Many modern day kids raised in “enlightened,” “progressive” households don’t have the faintest knowledge of any of this. (A shame, I would say a disgrace.)
To learn these words and to read about the miracles when one is growing up are invaluable. They become part of you — your inner self — something you don’t question and which it seems as if you’ve always known. The words and the edifying stories are with you at trying times.
Growing up I also became well acquainted with Catholicism. The majority of my friends, in my early years, were Catholic. We argued about religion all the time. I thought they were narrow minded, borderline ignorant, incapable of thinking for themselves, too credulous, and so on – these youthful opinions were, needless, to say, prejudiced, often unfair and unfounded, on my part. But I grew over the years to appreciate and greatly admire the Catholic church. (See more below.)
To return to my friend’s criticisms for a minute.
He spoke appreciatively of religiously inspired music; he is obviously not a know-nothing disbeliever/religious antagonist. But, basically, he thinks that Christian doctrine was and is founded on absurdities that are impossible of belief by an educated, rational person. And that, by subscribing to and perpetuating absurdities, organized religions are actually doing harm by cheapening and obfuscating civic discourse. (My friend did not actually say this. I am extrapolating from what he said and seemed to be implying.)
My take on this and my current beliefs are as follows.
I became a Unitarian when I was a preadolescent. I do not currently belong to a church. When asked, I respond that I do not belong to a church.
I am not what, in the common understanding of the term, what would be called a “believer.”
But I realize that I am fundamentally a Christian. What do I base this upon? My upbringing. My basic outlook on life. My core beliefs. My basic makeup and “spiritual genealogy,” so to speak.
I admire (which is an understatement) and completely respect religious people, from Saint Augustine to Albert Schweitzer, from Saint Francis to Dorothy Day, from Meister Eckhart to George Fox, from Martin Luther King, Jr. to Pope Francis.
I admire Walter J. Ciszek, S.J., the priest who endured twenty years imprisonment in the Soviet Union and hard labor in the Gulag on trumped up charges of being a “Vatican spy.”
I admire Cardinal Joseph W. Tobin, who was recently installed as the archbishop of Newark, NJ.
I respect clergymen, priests, and nuns for their seriousness of purpose and devotion to their calling.
The way in which religion affects me most profoundly is through art, in the broad sense of the word.
I defy anyone to listen to the masses of Haydn, Mozart, Beethoven, or Schubert; to Monteverdi’s “Magnificat”; to Vivaldi’s “Gloria” or “Stabat Mater” or Antonín Dvořák’s “Stabat Mater”; to an oratorio such as the Saint Matthew Passion or Berlioz’s l’enfance du Christ; or to two modern compositions, Alan Hovhaness’s “Ave Maria” and Vladimír Godár’s “Regina Coeli,” and remain unmoved.

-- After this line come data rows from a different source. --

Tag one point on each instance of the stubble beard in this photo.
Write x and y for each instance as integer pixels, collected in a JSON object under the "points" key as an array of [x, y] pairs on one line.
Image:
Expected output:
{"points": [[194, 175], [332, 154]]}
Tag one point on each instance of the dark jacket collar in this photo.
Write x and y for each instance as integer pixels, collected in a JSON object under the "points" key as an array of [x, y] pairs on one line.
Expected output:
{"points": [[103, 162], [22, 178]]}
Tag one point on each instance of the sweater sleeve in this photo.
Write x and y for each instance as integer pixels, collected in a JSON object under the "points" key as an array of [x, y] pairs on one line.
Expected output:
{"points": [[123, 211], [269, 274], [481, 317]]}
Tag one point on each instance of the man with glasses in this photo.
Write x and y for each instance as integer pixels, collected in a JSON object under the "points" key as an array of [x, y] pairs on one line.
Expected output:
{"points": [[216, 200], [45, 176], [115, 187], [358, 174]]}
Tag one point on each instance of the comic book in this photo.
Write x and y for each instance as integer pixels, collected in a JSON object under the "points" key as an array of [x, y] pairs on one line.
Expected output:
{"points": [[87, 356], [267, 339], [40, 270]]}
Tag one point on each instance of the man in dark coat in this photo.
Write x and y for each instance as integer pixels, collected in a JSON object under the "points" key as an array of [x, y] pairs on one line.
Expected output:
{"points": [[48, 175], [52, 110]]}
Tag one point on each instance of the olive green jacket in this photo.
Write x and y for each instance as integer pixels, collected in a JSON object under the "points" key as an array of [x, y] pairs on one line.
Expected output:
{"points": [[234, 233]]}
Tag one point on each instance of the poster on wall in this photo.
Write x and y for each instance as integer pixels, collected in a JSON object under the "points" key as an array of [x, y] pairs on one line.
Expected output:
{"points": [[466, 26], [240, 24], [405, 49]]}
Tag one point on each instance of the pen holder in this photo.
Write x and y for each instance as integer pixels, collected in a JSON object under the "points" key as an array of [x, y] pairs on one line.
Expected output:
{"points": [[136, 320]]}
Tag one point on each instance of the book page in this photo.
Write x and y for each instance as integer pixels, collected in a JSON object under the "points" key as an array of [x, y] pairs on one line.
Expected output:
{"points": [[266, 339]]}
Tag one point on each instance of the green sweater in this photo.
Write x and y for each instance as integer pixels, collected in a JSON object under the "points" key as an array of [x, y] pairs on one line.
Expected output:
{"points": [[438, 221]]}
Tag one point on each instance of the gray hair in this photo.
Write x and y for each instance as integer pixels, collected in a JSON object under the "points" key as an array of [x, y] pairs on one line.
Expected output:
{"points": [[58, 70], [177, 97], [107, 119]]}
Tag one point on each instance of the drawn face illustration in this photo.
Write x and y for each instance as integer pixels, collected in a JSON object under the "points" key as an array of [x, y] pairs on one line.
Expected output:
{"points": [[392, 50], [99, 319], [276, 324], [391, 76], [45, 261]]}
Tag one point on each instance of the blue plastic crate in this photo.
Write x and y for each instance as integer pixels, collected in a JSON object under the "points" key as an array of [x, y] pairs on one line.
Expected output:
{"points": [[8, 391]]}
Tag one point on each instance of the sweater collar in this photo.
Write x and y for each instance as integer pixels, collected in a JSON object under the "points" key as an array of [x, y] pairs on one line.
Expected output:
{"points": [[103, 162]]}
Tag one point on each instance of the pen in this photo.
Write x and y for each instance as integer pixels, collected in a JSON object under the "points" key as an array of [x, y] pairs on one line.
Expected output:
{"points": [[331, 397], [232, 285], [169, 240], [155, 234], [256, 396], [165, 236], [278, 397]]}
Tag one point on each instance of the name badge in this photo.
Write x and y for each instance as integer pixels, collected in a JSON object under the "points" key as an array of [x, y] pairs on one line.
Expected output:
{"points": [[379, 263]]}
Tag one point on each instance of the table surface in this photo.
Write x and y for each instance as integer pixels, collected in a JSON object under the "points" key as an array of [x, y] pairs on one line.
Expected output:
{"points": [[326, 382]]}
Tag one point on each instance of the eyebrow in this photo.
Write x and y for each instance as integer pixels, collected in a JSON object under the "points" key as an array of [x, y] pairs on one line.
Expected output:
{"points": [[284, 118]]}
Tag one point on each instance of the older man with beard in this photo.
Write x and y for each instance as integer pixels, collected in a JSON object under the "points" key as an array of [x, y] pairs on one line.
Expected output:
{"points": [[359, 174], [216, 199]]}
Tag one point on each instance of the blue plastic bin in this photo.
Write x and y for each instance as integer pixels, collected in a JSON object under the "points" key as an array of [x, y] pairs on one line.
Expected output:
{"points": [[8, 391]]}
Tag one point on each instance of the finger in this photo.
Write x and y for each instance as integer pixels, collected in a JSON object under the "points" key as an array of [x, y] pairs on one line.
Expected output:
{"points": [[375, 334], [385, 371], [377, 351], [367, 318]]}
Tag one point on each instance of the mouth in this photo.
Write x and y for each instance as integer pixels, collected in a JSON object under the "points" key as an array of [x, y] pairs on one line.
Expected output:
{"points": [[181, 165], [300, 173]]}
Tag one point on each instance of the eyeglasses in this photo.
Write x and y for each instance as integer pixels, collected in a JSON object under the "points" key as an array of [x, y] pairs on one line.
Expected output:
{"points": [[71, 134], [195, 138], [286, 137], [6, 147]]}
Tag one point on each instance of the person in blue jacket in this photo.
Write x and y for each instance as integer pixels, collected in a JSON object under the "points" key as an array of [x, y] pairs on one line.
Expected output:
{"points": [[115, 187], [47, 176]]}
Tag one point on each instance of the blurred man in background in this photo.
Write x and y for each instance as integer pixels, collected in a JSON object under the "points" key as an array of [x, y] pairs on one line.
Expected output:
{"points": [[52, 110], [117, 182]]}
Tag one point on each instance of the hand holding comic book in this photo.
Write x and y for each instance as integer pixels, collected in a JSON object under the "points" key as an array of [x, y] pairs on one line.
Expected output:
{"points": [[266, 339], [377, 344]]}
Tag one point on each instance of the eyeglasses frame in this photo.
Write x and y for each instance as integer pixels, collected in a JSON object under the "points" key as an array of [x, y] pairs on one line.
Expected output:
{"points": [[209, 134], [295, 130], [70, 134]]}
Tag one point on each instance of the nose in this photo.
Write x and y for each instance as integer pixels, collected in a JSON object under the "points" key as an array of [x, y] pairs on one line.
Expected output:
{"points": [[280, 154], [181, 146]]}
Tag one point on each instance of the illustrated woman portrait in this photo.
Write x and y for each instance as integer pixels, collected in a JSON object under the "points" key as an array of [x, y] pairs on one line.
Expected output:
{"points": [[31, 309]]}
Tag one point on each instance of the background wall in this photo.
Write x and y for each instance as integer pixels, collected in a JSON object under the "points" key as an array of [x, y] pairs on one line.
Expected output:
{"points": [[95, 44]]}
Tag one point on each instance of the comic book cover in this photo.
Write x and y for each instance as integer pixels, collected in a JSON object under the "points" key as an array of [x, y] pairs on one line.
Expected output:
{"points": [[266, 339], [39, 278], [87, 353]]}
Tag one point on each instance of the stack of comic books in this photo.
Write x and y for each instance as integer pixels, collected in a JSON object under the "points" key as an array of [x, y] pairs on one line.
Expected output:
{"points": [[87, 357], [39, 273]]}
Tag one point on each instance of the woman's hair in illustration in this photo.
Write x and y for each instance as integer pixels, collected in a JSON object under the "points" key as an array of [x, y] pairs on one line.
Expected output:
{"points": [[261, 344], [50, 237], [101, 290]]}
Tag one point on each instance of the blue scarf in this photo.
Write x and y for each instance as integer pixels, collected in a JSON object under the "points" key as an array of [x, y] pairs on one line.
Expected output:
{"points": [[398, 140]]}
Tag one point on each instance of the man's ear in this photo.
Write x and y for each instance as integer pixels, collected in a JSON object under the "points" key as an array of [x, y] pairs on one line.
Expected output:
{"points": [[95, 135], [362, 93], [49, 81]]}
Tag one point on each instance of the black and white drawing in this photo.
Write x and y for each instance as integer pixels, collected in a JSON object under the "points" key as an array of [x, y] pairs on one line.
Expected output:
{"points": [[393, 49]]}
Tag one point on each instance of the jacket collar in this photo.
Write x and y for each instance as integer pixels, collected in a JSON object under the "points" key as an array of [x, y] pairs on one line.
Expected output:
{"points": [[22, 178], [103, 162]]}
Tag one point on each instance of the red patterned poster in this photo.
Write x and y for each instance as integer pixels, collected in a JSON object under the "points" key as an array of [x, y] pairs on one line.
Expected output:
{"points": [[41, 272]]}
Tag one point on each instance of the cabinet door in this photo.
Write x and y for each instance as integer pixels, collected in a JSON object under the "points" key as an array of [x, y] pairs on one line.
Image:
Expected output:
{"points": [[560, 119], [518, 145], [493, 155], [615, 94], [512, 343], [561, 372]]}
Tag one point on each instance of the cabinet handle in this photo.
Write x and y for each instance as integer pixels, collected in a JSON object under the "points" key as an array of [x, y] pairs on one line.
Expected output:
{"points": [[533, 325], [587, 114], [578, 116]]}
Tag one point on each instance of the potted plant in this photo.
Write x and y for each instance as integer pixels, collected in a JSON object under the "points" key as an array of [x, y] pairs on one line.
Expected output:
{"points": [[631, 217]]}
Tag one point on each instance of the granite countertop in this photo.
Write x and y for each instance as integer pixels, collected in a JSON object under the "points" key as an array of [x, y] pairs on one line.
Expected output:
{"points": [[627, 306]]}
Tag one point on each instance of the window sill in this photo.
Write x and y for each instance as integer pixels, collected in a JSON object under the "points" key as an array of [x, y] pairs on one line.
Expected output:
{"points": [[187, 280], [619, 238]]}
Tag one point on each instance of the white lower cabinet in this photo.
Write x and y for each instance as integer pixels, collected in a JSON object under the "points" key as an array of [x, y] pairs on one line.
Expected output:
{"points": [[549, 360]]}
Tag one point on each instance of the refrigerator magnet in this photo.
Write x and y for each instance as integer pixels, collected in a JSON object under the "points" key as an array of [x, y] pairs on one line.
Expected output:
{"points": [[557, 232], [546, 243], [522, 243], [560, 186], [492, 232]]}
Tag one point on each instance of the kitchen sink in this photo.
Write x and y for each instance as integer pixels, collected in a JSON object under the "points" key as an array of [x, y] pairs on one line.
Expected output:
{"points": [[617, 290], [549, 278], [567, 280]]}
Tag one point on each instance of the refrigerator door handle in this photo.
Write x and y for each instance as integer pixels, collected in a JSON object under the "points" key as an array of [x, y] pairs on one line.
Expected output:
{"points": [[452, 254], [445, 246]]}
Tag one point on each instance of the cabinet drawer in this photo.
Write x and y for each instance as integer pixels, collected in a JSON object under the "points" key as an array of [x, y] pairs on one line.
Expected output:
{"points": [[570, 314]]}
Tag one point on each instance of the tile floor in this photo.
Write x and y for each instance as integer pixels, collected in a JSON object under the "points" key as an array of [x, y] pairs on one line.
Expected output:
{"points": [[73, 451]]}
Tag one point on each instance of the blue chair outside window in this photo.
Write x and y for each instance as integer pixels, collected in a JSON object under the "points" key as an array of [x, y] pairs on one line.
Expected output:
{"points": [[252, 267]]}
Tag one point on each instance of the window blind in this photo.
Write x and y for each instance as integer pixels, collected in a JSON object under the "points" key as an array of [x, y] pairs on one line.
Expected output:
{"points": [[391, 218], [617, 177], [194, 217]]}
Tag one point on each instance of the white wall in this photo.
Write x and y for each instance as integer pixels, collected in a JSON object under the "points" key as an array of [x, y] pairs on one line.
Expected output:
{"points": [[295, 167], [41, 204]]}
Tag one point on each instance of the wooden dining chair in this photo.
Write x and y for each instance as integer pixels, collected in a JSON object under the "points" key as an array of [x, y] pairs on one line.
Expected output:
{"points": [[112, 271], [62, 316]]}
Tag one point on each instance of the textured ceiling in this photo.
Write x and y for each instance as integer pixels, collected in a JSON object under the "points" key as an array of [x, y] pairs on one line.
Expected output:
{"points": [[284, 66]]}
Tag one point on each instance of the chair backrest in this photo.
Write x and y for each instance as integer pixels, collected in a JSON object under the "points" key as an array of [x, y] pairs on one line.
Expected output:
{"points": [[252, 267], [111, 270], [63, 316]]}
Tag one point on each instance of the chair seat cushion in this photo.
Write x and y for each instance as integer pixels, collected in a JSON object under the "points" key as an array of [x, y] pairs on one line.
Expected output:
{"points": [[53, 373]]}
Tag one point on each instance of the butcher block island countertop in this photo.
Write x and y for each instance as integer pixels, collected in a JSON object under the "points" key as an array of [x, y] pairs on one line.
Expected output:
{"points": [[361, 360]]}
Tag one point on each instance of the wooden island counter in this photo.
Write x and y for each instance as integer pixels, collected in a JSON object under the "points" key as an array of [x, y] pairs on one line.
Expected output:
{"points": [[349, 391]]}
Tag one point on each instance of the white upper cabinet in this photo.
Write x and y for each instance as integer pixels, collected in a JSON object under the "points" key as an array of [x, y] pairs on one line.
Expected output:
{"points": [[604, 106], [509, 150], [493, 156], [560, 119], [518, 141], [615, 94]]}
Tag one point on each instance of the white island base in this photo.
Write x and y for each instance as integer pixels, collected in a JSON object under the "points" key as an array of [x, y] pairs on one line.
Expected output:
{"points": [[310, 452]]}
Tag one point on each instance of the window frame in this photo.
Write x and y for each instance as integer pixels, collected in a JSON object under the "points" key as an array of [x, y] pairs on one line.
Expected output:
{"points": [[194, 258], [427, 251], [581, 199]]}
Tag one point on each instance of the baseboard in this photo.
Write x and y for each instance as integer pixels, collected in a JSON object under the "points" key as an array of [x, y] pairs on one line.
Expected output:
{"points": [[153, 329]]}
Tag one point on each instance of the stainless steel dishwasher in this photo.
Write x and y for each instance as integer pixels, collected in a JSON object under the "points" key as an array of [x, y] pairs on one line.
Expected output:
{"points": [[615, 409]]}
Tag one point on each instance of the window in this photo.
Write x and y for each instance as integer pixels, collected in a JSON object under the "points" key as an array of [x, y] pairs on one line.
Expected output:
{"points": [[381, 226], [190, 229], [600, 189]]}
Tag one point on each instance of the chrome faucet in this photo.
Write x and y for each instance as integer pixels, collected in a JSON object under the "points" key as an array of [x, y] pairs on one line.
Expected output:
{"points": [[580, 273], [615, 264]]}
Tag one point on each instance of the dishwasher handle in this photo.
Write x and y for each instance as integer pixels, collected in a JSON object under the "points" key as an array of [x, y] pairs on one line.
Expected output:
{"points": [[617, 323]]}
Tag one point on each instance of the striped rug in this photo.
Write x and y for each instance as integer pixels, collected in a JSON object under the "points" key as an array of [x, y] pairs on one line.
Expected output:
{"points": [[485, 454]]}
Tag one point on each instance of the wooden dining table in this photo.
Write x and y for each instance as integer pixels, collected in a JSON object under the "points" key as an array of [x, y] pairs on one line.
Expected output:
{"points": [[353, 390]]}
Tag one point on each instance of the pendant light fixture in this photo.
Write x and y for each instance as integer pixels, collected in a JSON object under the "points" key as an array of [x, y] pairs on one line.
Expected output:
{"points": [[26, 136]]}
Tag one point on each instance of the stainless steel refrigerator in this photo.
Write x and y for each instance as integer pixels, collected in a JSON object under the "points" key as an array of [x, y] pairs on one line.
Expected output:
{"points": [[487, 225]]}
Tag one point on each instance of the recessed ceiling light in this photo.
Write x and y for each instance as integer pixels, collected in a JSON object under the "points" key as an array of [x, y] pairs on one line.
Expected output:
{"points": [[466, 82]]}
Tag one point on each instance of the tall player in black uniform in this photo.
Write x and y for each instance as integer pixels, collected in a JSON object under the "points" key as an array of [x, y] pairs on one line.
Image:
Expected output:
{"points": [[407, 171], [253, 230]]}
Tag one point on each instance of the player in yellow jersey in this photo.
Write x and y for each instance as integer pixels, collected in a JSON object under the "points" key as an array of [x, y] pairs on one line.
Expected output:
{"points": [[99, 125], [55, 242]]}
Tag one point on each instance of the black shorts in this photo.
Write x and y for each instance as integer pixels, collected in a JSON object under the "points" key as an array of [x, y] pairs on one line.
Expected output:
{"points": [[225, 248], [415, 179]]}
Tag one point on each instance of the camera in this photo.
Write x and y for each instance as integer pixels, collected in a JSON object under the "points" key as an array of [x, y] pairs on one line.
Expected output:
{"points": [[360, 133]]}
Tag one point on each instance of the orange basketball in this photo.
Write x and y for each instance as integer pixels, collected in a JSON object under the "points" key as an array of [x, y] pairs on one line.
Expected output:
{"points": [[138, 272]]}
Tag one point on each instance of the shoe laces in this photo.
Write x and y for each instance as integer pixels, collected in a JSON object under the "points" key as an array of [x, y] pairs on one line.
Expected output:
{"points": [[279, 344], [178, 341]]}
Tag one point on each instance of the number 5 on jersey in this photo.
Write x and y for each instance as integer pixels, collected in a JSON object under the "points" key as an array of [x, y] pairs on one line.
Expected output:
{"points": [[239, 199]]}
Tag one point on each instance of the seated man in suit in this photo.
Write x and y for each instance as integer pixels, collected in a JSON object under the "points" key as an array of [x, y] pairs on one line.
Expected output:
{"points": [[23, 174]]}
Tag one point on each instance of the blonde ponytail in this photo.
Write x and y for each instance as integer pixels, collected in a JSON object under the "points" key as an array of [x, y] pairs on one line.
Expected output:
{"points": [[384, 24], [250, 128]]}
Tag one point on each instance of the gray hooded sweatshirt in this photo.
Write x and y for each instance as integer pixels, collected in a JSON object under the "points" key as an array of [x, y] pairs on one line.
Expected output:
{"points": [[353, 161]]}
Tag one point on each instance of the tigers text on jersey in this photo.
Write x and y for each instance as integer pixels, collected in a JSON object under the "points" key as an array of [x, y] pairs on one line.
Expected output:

To Haydn’s “The Seven Last Words of Our Saviour on the Cross,” one the most devout pieces ever composed.
Try listening to a hymn such as “Fairest Lord Jesus” — with its beauty, clarity, strength, and simple piety — and remaining unmoved.
Or “Christ the Lord is Risen Today,” with its ringing, joyous affirmation of Christian belief.
I know the Latin mass by heart. When words such as Laudamus te, benedicimus te, adoramus te, glorifcamus te … Agnus Dei, qui tollis peccata mundi; dona nobis pacem … Crucifìxus etiam pro nobis sub Pontio Pilato; passus et sepultus est, et resurrexit tertia die … Benedictus qui venit in nomine Domini are sung, I am profoundly stirred. At such a moment, I feel the “truth” of Biblical events. I don’t go into a religious frenzy or temporarily lose my mind, but I do at such moments experience religion at a gut level, viscerally. I am not looking askance and thinking to myself. “This is, at bottom, silly; it can’t really be believed.” On the contrary, through the medium of sublime art, I have become a believer — for the moment, at least — insofar as it’s possible (for myself, that is).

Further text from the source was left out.